Wofford is hardly a typical I-AA team


Wofford College has the smallest enrollment of any school playing football on the Division I-AA or I-A level, meaning that one of every six males in a student body of around 1,100 is on the team that will play Maryland on Saturday.

The Terriers, though, could be one of college football's most interesting stories.

Forget Wofford's 3-0 record that includes last week's 14-7 victory over I-AA powerhouse Georgia Southern, the first home loss for the six-time national champion in 11 years.

Can any other team in the country claim to have a legally blind receiver (Isaac Goodpaster), as well as a coaching staff that includes the school's former president and a World War II paratrooper who jumped onto the beach at Normandy?

"They bring so much more than the average [assistant] coach," head coach Mike Ayers said yesterday about Joe Lesesne and Lee Hanning.

Lesesne, 65, came to Wofford as a history professor in 1964. He helped out with the football team for a few years before moving into the administration, eventually becoming the school president in 1972.

"He was a football coach that was trapped in the world of academics," said Ayers, who has been at Wofford for 18 years, the first three as an assistant.

Lesesne tried to keep a low profile after retiring as president in 2000.

"I sort of hid out," Lesesne said. "I was trying to stay out of everybody's hair. Last year, Coach Ayers and the new president sort of double-teamed [me] about coaching. I didn't think it was a great idea, but I gave it a try."

Lesesne figured it wasn't much different than what he did before.

"I was coaching vice presidents, now I'm coaching players," said Lesesne, who coaches Wofford's tight ends. "The game hasn't changed, but the language has. The biggest challenge for me was intellectually, as strange as that might sound."

Hanning showed up one day on campus in 1989, back when the Terriers were still playing Division II. He asked Ayers what he could do to help, started with fund-raising and equipment and worked his way onto the field.

He now helps out with the kickers, which last season meant working with one-armed place-kicker Darren Brown, who has since graduated. Hanning also helps out when the Carolina Panthers, owned by Wofford graduate Jerry Richardson, hold training camp at the Spartanburg, S.C., school.

"You could write a novel about that guy," Ayers said of Hanning. "He's a man driven by the game of football."

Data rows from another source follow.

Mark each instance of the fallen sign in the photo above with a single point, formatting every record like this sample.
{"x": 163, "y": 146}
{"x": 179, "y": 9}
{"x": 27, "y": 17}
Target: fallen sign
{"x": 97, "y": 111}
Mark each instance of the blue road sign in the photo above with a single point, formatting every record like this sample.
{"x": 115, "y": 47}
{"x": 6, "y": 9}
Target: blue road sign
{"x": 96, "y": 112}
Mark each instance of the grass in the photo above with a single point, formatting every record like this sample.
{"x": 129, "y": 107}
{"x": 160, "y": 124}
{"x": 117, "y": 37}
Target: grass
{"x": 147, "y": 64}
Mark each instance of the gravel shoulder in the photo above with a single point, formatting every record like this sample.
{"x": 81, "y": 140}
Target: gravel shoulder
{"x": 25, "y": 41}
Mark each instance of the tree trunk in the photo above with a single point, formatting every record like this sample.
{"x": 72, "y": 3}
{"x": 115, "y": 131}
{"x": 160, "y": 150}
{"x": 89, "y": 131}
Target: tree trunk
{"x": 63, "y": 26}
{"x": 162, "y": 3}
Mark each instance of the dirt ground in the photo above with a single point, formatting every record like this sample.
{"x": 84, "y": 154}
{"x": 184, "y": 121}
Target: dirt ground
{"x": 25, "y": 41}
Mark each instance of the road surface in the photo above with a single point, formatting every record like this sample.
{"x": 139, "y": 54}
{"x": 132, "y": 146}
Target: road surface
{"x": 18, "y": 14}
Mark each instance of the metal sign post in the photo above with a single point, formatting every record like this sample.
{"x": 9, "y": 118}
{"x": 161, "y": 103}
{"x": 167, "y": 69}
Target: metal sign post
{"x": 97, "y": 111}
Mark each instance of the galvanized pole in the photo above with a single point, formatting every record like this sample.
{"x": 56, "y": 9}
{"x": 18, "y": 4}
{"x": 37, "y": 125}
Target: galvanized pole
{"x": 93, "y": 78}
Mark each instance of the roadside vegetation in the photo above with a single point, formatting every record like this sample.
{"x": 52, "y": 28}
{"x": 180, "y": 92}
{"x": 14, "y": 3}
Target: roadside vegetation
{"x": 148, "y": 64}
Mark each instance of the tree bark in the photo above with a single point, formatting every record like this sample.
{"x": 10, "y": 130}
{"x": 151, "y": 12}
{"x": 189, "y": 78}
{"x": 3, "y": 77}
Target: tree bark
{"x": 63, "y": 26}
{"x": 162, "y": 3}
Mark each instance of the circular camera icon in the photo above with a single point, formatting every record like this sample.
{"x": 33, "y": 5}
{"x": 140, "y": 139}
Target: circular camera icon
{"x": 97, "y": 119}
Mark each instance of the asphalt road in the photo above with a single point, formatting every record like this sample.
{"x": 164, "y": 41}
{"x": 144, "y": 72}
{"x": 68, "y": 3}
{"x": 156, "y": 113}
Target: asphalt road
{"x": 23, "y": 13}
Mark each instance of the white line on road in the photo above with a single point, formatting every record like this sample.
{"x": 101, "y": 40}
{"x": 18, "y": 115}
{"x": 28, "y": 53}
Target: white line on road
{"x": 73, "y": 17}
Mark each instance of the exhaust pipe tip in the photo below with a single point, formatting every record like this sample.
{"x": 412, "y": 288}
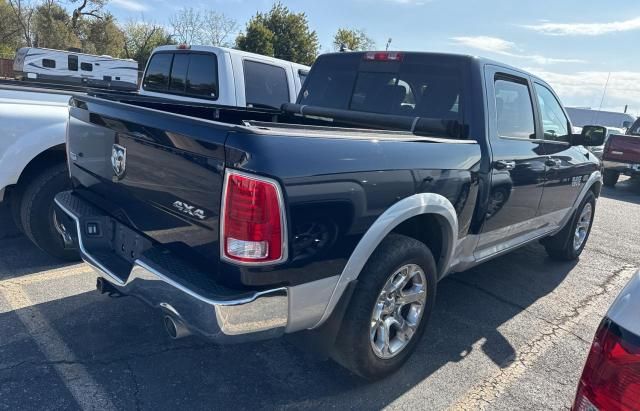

The same might also be said of Goodpaster. Last season, the senior wide-out led Wofford with 26 catches for 422 yards, including a 15-yard touchdown reception that briefly gave the Terriers the lead against Clemson.

Goodpaster has 20-200 vision and has suffered from macular degeneration from birth, though the condition wasn't discovered until he was in the sixth grade.

"I needed to learn at a young age how to compensate," Goodpaster said. "That gave me the drive and the ability in the future. You get used to where you need to be. I catch more with my peripheral vision than with my central vision."

"He's lucky he doesn't run into the stadium with his eyesight," Ayers told The New York Times in a story that appeared in yesterday's editions. "What we've got here are not only student-athletes in the truest sense of the word, but guys who are used to overcoming challenges."

Some of this year's freshmen on the roster have no idea of what Lesesne and Hanning did in their previous lives.

But junior tight end Tommy Chandler said that his relationship with Lesesne is special.

"It definitely means a lot," Chandler said. "It's definitely interesting to have someone who is so well-educated coaching a sport people think is for dumb jocks. There's a lot of irony to it."